Cass
Mon réveil sonne, strident, insupportable. Les yeux toujours fermés, je saute hors du lit en hurlant.
– Bordel, je vais être en retard pour le travail si je ne me grouille pas.
En un temps record, je suis dans la salle de bain et commence à me brosser les dents. Quand je croise mon reflet dans le miroir, l'horreur me saisit : je n'ai pas fait un planning la veille. Il faut que je me dépêche, tout doit être parfait. Père déteste quand les choses ne sont pas en ordre, et moi aussi...
Mais tout d'un coup, quelque chose me semble étrange. Alors que je regarde les murs blancs de la salle de bain, la brusque réalité me revient au visage avec la force d'un bulldozer.
Il n'y a plus de travail, plus de planning. Il n'y a plus de Cosa Nostra.
Désormais, je suis à Chicago sans activité, loin de ma famille, mariée avec un fantôme.

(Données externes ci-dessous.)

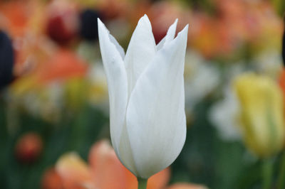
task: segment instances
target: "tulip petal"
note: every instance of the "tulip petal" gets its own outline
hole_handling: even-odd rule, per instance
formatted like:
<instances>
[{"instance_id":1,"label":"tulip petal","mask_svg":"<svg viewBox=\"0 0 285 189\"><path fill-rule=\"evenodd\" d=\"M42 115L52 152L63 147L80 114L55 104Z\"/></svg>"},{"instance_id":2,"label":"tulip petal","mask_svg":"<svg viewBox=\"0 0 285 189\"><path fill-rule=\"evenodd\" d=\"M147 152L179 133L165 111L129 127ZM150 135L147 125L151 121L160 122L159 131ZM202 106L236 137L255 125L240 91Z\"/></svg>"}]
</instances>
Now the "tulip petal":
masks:
<instances>
[{"instance_id":1,"label":"tulip petal","mask_svg":"<svg viewBox=\"0 0 285 189\"><path fill-rule=\"evenodd\" d=\"M155 41L147 16L142 16L133 32L125 57L130 94L140 75L155 55Z\"/></svg>"},{"instance_id":2,"label":"tulip petal","mask_svg":"<svg viewBox=\"0 0 285 189\"><path fill-rule=\"evenodd\" d=\"M170 165L186 137L184 63L188 26L157 53L130 97L126 126L137 176Z\"/></svg>"},{"instance_id":3,"label":"tulip petal","mask_svg":"<svg viewBox=\"0 0 285 189\"><path fill-rule=\"evenodd\" d=\"M118 153L118 145L128 100L127 73L118 45L109 31L98 19L100 48L107 76L110 101L110 126L113 146Z\"/></svg>"},{"instance_id":4,"label":"tulip petal","mask_svg":"<svg viewBox=\"0 0 285 189\"><path fill-rule=\"evenodd\" d=\"M160 50L163 45L167 44L169 42L174 39L176 33L176 26L177 26L178 19L176 18L175 21L168 28L165 37L164 37L160 42L156 45L157 50Z\"/></svg>"}]
</instances>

Je nettoie la brosse avec des mouvements brusques et retourne au lit. Si ça continue comme ça, je risque d'y prendre racine, mais je suis au chômage, autant en profiter, non ?
Je déteste Chicago !
Je déteste la vie de femme mariée !
Je déteste celui qui m'a poussée à prendre la décision d'abandonner absolument tout pour le bien de ma fille.
Je déteste celui qui a fait ce maudit contrat qui ampute de ma vie, de tout ce que j'aime.
Détesté ? Non, le mot est faible. Je hais cette ville. Je hais cette oisiveté. Je hais cette grande maison vide et sombre. Je hais tous ceux que je croise, même si, pour être honnête, je ne croise pas grand monde. Et par-dessus tout, je me hais de ne pas avoir écouté Gayle.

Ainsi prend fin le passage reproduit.